The break between the things are actually widening as to capital or financial access, creditworthiness, and the ability to finance the future. As for the predictions of future financial expenditures, the study compiled some interesting statistics like 72% of CFO's expect capital expenditures to increase in the next five years; 85% of hospital CFO's surveyed said they thought it would be more difficult f or their organizations to fund capital expenditures in the future and 63% responded that they expected to be more dependent on cash from operations to fund capital needs.
Staying as advanced as possible with new equipment technologies and replacing aging plants are a key priority among health providers. These health care financial organizations also must spend money on cleaning up old liabilities and build outpatient facilities in order for their operations to be viable in the future. Expenditures for updated equipment likely over $1 million for an updated PET scanner are however not being matched by income. Reduced Medicare reimbursements have not covered costs. As a consequence, healthcare financial systems have had to make up the difference. From the perspective of the patient, they do not want to visit a facility that merely keeps up. Patients are now paying more out of pocket operating cost than ever before. Accordingly, they expect to be able to profit from the technological advances they read about in the newspapers.
The actual difference between what need of the patients and what cash-starved healthcare providers can provide is ever widening. This difference is likely to remain in effect if factors such as the Medicare state of affairs, escalating malpractice insurance premiums, and technology that is costly continue to squeeze cash flows.
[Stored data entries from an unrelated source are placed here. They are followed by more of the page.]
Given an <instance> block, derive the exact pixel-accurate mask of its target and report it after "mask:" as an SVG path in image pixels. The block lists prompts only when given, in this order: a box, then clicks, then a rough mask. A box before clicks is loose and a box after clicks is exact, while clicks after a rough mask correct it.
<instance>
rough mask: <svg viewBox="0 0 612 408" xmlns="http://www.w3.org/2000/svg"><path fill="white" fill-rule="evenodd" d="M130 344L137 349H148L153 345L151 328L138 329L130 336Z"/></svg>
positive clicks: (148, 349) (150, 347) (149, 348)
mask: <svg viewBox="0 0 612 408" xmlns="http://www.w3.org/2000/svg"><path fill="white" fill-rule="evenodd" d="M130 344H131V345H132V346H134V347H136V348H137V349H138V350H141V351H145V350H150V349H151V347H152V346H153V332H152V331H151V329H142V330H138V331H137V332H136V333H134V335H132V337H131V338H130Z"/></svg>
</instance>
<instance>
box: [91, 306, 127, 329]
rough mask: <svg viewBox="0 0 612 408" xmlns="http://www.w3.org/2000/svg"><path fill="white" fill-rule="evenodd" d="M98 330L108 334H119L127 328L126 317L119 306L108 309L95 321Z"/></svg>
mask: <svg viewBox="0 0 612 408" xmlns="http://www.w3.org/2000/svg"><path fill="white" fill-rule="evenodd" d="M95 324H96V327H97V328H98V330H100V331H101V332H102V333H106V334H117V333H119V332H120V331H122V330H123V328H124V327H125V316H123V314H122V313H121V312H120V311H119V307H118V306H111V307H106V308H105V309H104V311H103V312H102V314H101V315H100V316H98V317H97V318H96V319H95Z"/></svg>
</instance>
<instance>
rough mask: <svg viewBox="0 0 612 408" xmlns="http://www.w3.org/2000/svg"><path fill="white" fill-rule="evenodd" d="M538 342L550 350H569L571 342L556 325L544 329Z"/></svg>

Now the provider can work with financial service companies that really know healthcare; which means a company that can truly understand the provider's goals and strategies as well as the particular needs of the patients. They need to work along with some companies that put forth financial solutions like equipment leasing that don't sacrifice or compromise other segments of the business.
Shed assets that are a financial drain on the healthcare financial system provider. They need to settle on which real estate assets are productive for the future accomplishment of the business and which are not. Such as the medical office buildings are hard to maintain and manage. Selling the quality to a third party owner can relieve the provider not only the headaches of property management, but can free up cash and improve the balance sheet dramatically. Control operating cost and improve operational functions. Although most of the financial expenses of a hospital or practice are fixed in nature, there are still strategies that can be employed to improve the bottom line.